At this point, I started to wonder if the fuel pump was good, so I pulled the fuel line and ran it on prime for a few seconds. Gas poured out of the fuel line with a pretty good flow, but when I put my thumb over it, it stopped easily and never built up any pressure that I could feel... But since the pump flowed well I had my doubts.
The next step was to remove the carb and clean it thoroughly. It wasn't that dirty, but I made sure that I got carb cleaner (in a spray can) through all the small passages. I cleaned the bowl, but left the altitude adjustment alone, because the ONAN rep advised me that playing with this would not help. Upon re-assembly, I couldn't even get it to start!

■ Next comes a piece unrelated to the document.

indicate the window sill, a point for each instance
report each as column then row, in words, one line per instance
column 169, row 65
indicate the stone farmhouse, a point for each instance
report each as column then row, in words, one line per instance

At this point I am wondering if I had goofed up the re-assembly or If I had a problem with spark. I sprayed a little starter fluid in and it fired right up and died. Luckily I had taken a picture of it with my iphone and I noticed that I had the choke positioned wrong - the choke tab needs to point toward the back of the camper. Even with this fixed, it still would not stay running.
I have been working on this every night for an hour or two, followed by google searches on this problem. I learned that the wires going into the bottom of the carb are for the fuel shutoff solenoid. I pulled this back off again and tested it by applying 12V and confirmed that the solenoid retracted the fuel cutoff when energized. Then I verified that the solenoid was being powered by the control board by measuring the voltage out at around 11V when cranking.
At this point I am ready to pull my few remaining hairs out and I spent the 10 bucks to download the service manual from a pdf server. I learned from this manual that the altitude adjustment is actually the main fuel metering jet. If you pry off the plastic cover, there is a thumbscrew jet underneath.
I pulled the bowl for about the 9th time and removed the main jet and the screw below it, which is just a bowl drain. I made note that it turned about 1 3/4 turns into the stop, so I could put it back in the same spot. I cleaned the jet and the passageway with carb cleaner and re-assembled the jet in its original position and the bowl to the carb.
With this fix, the ONAN started and stayed running. After it was warmed up, I still had to turn the main jet in about 1/2 turn to get it to run smoother. At this point it barely even noticed the AC and the microwave were turned on at the same time. It is now running better than it ever has!
In hindsight, if/when this happens again, the first thing I am going to try is to remove the bowl drain screw and shoot carb cleaner up thru this passage and into the main jet area. I suspect this might have fixed my problem in the beginning, since I am convinced that this was the location of the obstruction.
One last word of advice - there are washer/seals at the bottom of the bowl, between the bowl and the bowl screw, and between the solenoid and the bowl screw. Keep track of these because you can't buy replacements!
The ONAN carb is extremely simple, and there are no internal gaskets to tear or dry up. The only gaskets are on the inlet and outlet of the carb. There might be one on the carb at the bowl, but I didn't have any problem with it.
This is a long post, but hopefully this will help someone that is going thru the same issue with Code 36.